The concert was the coup de grâce to the Get Back recording sessions which was marked with a lot of infighting in the band. This was the time when the four men were starting to go their own ways and being together, it was clear, just wasn’t going to cut it anymore. These acrimonious sessions were immortalised in the film Let It Be, which was also the name of their final album; more on that later.

That concert marked the end of the band and with it, the end of an era.

My grandfather had a bootleg recording of the concert that he played more than once. I was in my teens when I started to appreciate the film more. As a kid I loved watching Yellow Submarine because, well, it was cartoons. Now, I loved Let It Be for transporting me to that fateful day, being with the London crowd, hearing the Beatles’ swan song.

The rooftop gig ran for about 42 minutes before police had to step in because of noise complaints. In those 42 minutes, the band played nine versions of five songs. The songs were Get Back, I’ve Got a Feeling, One After 909, Dig a Pony, and Don’t Let Me Down. Of those songs, Dig A Pony and Don’t Let Me Down remain my favourites.

Dig A Pony is the rambling of a man in love. It was a smorgasbord of lyrics which segued into a powerful chorus: “All I want is you.”

The nonsensical lyrics could either be intentional or otherwise but what mattered in that song were those five words — Lennon requested an Apple Corps staffer to hold up lyric cue cards while he sang.

Be that as it may, the song remains his proclamation to the world that he only wants Yoko. And of course, they remained a couple until Lennon was shot in 1980.

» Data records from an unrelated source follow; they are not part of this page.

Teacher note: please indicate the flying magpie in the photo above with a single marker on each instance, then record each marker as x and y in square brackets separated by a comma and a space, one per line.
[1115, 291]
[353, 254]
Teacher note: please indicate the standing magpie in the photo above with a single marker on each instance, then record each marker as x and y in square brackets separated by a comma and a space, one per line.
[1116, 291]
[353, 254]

Perhaps no song better encapsulates that final gig more than Don’t Let Me Down. In a way, it was the Beatles’ message to each other, to the crowd below and to the rest of the world. What gets forgotten in the conversation is the concert took place in the aftermath of the Summer of Love. The Beatles partook in the counterculture movement of the ’60s with their earlier album, Sgt. Pepper’s Lonely Hearts Club Band. This was the time when music wasn’t just music. It was a form of protest — a concept that Don McLean immortalised in the campfire classic, American Pie. According to YouTube channel Polyphonic, McLean references the band and their impact on the hippie movement in multiple lines:

“And while Lennon read a book on Marx, the quartet practiced in the park” (Lennon’s protests, counterculture influences; The Beatles’ 1966 Candlestick Part concert).

“Helter skelter in summer swelter” (Helter skelter is a song from the White Album, also named after the series of murders perpetrated by Charles Manson and his Family).

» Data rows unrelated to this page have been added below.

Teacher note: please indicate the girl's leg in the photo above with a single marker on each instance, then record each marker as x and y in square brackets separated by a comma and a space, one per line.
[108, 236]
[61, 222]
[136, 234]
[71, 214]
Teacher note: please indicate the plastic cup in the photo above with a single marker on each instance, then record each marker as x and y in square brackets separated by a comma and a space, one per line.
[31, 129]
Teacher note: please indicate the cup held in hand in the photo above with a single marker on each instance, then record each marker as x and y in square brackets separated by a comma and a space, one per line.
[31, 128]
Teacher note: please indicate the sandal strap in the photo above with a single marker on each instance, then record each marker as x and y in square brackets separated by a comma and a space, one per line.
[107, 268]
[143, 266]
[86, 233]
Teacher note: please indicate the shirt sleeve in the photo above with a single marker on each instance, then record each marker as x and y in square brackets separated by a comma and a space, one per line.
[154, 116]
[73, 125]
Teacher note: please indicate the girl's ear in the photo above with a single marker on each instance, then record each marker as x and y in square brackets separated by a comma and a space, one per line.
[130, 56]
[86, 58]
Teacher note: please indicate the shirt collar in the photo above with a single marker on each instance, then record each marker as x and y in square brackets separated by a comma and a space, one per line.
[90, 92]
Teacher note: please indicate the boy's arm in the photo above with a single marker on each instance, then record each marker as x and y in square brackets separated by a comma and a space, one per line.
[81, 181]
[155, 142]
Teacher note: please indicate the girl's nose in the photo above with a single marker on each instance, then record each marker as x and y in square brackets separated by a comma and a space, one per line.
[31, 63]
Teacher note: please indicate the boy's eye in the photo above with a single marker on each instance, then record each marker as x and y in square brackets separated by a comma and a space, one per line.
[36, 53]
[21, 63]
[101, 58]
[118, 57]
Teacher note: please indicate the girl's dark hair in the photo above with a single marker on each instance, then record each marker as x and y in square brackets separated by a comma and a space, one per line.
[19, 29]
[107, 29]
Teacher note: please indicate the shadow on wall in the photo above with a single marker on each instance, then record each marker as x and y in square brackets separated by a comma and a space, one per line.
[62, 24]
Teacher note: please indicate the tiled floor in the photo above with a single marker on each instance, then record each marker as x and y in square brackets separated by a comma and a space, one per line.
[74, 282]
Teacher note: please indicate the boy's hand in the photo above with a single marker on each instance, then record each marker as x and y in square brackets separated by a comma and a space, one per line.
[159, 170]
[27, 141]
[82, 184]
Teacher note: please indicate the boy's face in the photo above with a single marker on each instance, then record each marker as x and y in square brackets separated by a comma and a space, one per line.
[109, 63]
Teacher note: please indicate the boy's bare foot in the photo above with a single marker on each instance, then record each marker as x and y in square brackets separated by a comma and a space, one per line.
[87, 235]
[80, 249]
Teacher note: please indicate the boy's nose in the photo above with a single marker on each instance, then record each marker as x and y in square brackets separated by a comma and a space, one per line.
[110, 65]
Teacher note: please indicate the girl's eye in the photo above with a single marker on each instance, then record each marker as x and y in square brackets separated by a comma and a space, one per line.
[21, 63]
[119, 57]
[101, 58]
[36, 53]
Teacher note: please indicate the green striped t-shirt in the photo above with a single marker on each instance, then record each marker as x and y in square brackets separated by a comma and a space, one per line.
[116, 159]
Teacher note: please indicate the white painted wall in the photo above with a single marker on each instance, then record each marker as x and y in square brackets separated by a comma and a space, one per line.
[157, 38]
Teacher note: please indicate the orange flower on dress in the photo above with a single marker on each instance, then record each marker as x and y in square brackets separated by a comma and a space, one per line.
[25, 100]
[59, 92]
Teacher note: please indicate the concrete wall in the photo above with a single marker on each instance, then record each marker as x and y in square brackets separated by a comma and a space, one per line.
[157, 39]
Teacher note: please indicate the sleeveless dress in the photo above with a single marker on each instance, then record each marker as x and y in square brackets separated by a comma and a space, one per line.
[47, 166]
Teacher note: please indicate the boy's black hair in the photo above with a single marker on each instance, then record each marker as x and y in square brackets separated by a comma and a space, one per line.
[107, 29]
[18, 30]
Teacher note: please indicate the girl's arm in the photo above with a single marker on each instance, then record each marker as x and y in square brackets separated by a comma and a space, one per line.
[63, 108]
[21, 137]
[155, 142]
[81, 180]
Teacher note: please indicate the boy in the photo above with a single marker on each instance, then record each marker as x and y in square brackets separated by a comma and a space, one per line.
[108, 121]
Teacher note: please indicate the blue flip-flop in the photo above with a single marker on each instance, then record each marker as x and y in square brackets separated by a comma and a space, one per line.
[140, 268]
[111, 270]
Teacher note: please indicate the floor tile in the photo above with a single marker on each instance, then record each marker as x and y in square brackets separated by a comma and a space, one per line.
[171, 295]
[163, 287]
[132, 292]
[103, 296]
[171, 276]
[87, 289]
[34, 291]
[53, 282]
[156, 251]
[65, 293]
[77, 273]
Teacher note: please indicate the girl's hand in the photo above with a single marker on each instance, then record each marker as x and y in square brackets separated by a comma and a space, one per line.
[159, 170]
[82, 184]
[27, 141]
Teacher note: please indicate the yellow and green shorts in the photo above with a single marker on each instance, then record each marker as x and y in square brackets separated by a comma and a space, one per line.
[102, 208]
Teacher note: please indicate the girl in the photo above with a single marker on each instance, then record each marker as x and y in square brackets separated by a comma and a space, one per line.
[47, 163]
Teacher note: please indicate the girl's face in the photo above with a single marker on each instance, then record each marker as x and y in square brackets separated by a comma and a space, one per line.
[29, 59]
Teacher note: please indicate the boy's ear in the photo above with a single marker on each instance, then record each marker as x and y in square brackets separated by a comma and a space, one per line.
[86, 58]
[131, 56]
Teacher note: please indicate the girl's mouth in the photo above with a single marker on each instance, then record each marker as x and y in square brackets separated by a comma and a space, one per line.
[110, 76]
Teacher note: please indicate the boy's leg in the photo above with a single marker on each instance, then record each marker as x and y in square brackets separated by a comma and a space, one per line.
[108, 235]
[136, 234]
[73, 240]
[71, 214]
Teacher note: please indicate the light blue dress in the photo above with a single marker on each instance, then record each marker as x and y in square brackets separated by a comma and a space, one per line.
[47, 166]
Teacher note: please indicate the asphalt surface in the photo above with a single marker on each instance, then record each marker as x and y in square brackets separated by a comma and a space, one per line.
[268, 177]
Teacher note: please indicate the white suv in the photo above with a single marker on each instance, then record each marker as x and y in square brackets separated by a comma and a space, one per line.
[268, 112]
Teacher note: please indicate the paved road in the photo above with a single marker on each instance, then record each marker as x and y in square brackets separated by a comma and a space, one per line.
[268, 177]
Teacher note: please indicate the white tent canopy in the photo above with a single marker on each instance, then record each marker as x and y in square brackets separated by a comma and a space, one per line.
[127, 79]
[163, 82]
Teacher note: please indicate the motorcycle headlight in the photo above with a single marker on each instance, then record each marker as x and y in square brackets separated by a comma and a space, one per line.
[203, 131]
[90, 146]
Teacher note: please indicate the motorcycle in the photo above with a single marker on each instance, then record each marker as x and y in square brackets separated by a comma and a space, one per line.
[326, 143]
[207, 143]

“Well the halftime air was sweet perfume while sergeants played a marching tune” (When the band dressed up as Sgt. Pepper’s Lonely Hearts Club Band).

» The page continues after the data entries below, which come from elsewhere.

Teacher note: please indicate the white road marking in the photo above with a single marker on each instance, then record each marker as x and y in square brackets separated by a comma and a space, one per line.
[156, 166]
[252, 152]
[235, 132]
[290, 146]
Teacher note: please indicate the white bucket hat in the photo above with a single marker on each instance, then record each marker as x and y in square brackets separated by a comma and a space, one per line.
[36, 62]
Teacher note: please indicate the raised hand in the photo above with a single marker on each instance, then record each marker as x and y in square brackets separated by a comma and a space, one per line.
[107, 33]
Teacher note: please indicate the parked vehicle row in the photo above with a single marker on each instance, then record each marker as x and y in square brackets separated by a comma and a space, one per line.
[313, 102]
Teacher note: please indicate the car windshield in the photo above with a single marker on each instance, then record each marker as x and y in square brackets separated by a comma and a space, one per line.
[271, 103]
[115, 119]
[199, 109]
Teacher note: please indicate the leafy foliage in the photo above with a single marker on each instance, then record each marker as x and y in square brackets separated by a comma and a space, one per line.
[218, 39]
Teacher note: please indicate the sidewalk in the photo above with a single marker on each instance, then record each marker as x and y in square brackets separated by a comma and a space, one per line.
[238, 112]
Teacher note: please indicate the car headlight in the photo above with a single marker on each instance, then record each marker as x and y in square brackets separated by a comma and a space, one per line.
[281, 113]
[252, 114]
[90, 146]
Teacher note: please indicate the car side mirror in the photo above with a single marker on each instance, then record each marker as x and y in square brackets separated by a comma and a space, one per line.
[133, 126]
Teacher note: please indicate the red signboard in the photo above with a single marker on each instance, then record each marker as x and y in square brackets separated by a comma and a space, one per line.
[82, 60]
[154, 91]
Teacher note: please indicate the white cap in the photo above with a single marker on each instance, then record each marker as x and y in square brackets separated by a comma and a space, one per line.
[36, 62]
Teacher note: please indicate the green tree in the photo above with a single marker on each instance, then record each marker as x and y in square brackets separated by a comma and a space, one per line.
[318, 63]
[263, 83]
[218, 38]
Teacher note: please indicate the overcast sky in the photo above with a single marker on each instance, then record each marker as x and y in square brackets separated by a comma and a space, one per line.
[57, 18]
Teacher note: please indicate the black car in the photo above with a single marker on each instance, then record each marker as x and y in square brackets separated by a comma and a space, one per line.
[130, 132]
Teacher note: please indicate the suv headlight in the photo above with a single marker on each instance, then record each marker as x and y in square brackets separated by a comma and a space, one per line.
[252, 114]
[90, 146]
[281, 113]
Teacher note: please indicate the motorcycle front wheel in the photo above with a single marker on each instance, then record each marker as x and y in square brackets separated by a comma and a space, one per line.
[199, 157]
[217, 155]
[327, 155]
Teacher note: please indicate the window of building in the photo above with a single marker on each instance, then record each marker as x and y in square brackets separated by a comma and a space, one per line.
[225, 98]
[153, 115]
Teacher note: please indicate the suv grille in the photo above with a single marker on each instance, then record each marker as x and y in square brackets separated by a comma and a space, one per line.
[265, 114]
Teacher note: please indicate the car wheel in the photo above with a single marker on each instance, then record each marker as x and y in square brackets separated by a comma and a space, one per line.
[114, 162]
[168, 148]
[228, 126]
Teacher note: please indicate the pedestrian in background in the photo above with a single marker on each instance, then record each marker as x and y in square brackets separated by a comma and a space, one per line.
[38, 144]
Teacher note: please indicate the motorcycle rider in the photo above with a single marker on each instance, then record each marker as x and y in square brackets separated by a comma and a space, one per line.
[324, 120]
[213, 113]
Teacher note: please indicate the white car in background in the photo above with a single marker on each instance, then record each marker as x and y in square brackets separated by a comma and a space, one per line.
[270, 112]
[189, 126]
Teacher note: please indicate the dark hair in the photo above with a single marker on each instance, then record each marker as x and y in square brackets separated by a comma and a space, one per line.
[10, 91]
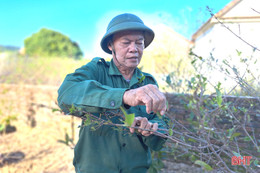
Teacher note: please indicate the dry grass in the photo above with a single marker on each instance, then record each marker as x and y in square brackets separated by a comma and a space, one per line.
[39, 144]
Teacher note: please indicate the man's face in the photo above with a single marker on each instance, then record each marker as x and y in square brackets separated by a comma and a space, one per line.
[128, 47]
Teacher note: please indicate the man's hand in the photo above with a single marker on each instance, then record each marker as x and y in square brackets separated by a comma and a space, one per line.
[142, 122]
[148, 95]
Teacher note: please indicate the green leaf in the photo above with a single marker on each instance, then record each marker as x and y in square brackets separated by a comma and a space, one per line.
[256, 162]
[247, 138]
[234, 135]
[236, 154]
[56, 110]
[192, 140]
[129, 118]
[204, 165]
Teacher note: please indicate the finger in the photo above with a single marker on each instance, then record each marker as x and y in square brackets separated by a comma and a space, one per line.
[147, 131]
[160, 101]
[154, 128]
[154, 96]
[147, 100]
[134, 124]
[161, 104]
[144, 122]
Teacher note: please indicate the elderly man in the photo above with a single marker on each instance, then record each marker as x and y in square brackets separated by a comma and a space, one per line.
[100, 86]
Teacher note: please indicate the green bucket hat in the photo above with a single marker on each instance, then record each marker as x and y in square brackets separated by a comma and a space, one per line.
[124, 22]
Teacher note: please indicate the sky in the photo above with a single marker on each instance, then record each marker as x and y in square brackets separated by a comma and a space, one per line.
[85, 21]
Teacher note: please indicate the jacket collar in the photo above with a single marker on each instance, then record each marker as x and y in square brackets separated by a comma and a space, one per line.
[113, 70]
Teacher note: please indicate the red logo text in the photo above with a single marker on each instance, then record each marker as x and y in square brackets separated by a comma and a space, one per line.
[245, 160]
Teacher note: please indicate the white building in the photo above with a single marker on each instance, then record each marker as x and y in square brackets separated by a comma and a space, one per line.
[233, 35]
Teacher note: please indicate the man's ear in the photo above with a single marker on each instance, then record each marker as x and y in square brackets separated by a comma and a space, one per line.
[109, 45]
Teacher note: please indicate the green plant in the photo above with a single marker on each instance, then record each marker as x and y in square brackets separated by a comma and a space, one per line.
[51, 43]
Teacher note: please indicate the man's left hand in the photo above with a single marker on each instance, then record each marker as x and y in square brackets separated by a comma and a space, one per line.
[143, 123]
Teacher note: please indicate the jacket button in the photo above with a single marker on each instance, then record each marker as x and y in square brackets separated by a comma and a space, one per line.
[112, 103]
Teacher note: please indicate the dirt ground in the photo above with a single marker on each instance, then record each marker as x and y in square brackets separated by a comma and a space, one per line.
[33, 147]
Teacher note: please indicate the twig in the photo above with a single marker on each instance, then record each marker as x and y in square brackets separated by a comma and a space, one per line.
[255, 48]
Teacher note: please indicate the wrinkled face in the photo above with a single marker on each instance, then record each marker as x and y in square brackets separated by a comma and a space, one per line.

Two years after the summer of love ended in 1967, its message was carried over by the Beatles. Don’t let me down, they told the world on that rooftop. Sure, the song is about asking your loved one not to hurt you, but it’s not that hard to see them use the ditty to talk about love that is larger than what is shared by a couple. With John on vocals, this correlation is even more obvious since Lennon was already an ambassador for peace with his multiple bed-in protests calling for the end of the Vietnam War.

Months after the concert, the band released Let It Be, their twelfth and final album. The album cover is arguably one of the most iconic covers to date. It was a tribute and celebration of the band’s long journey. The plain black background was offset with individual photos of the members in their element. Perhaps the use of solo photos represented the decision of the foursome to go their own way. The black background has an almost funereal appeal, telling fans that the Beatles are no more. Topping it off is the name of the album in white, block letters: Let It Be. The cover is their way of saying: “We’re going our own way now, but just let us be on this route.”

At the end of the 42-minute performance, the cops shut the concert down but not before Lennon quipped: “I’d like to say thank you on behalf of the group and ourselves, and I hope we passed the audition.” Yes you did, John. Yes, you did.